The way Gianaris frames it, the question isn’t whether or not many tenants are going to stop paying rent, but whether they face a hard or soft landing after doing so.

“Just to be clear, the rent is being canceled, whether we authorize it by law or not. There was a report that one-third of the rents across the entire nation wasn’t paid in April,” he said. “So, we’re either going to face a mass wave of evictions in 90 days or we can set up some structure to make sure that people are safe and continue to have homes.” 

Listen to our conversation below, or hear the full program, which includes an interview with former New York City health commissioner Dr. Mary Bassett about social disparities and the COVID-19 toll.


Sen. Michael Gianaris on ‘#CancelRent’ and Bail Reform


Max & Murphy: Full Show of April 15, 2020

Max & Murphy is heard every Wednesday at 5 p.m. on WBAI, 99.5 FM. Ben Max is the co-host, Reggie Johnson the engineer and Anika Chowdhury the intern.

10 thoughts on “Democratic Leader: ‘The Rent is Being Canceled, Whether we Authorize it or Not’

  1. The Bill just transfers the costs to Landlords. This will force out private two family homeowner landlords. We are not all corporations. Protection from eviction is enough. Unfortunately many tenants told they don’t have to pay rent will see it as found money and splurge. Instead give them vouchers to cover part. As long as landlord still has to pay property and school tax, Utilities it is not fair. They will just increase foreclosures and both the landlord and tenant will be forced to move.

    • For smaller homes or buildings they can refund property taxes to counteract the lost rent income or something along those lines can be done. If a tenant can’t pay they just can’t and you’re not getting the money anyway so it’s better to figure out a way to help both parties. There has to be a way

  2. Another concern: how many cases can the courts handle? NYC Housing Court, especially in some boroughs, was a busy, crowded, chaotic place before this crisis. Whenever, things open up, there will be a backlog of adjourned cases and a deluge of new filings. Presumably, there will be some degree of social distancing required, so there needs to be a plan to deal with the caseload there (and in the other courts as well).

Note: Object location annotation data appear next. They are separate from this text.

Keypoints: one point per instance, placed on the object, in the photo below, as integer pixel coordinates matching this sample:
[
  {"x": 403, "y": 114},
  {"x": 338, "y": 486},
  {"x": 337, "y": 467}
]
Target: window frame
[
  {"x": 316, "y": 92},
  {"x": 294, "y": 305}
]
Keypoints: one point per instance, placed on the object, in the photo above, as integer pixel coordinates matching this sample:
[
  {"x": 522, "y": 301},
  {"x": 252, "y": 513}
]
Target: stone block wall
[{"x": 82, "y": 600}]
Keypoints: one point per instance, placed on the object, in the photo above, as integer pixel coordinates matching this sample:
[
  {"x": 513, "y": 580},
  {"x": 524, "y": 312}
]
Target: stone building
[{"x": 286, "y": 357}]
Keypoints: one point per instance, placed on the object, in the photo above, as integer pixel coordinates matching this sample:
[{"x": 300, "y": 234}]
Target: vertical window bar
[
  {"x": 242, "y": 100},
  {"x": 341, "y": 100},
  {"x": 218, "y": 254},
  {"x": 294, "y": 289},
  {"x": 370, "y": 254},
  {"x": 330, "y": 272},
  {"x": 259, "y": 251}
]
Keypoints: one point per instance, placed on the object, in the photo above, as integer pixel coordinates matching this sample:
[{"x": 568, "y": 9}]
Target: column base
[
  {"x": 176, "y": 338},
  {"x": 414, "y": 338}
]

    • Agree. They are already requesting lawyers to do probono work. My morning news just said that they need 100’s of lawyers for “Covid related cases”. Not sure what that includes

  3. This is so irresponsible.
    Let’s be clear – with the huge number of people thrown out of work, we definitely need to
    HELP THEM PAY THE RENT. Not cancel the rent. There are existing programs such as HPD’s “One-Shot” that help tenants pay the rent when one-time circumstances arise and they can’t. The answer is to revise existing programs to help pay the rent, not make irresponsible statements such as “cancel the rent”.
    What about insurance, staff, real estate taxes, water bills that landlords have to pay? Do you not want the supers to get paid?
    This is a huge precedent to ignore legally binding contracts – rental contracts, insurance contracts, mortgage obligations, etc. that the state doesn’t have the authority to undo.

  4. Gianaris’s bill should also forgive any real estate taxes and water and sewer charges due so that government also shares in the misery .

  5. I was reading an article about this subject and in it a tenants’ lawyer’s first advise was if you have the rent pay it. Simple.

    If 20%-30% have lost their income then 70%-80% haven’t then a split decision might help
    all.

    If your intent is anarchy forget this comment.

  6. If there is Rent forgiveness there also needs to be forgiveness on property taxes, insurance and all other things. The State and federal government forced this shutdown which put people in this precarious situation of possibly losing their home. If Tenants are protected all should be protected.

    I say a 6 month forgiveness on all water bills, insurance, taxes and rent should help all.

  7. another example of a politician being generous with someone elses` money. Its called an unfunded mandate. Tenants can live free and landlords can take the loss.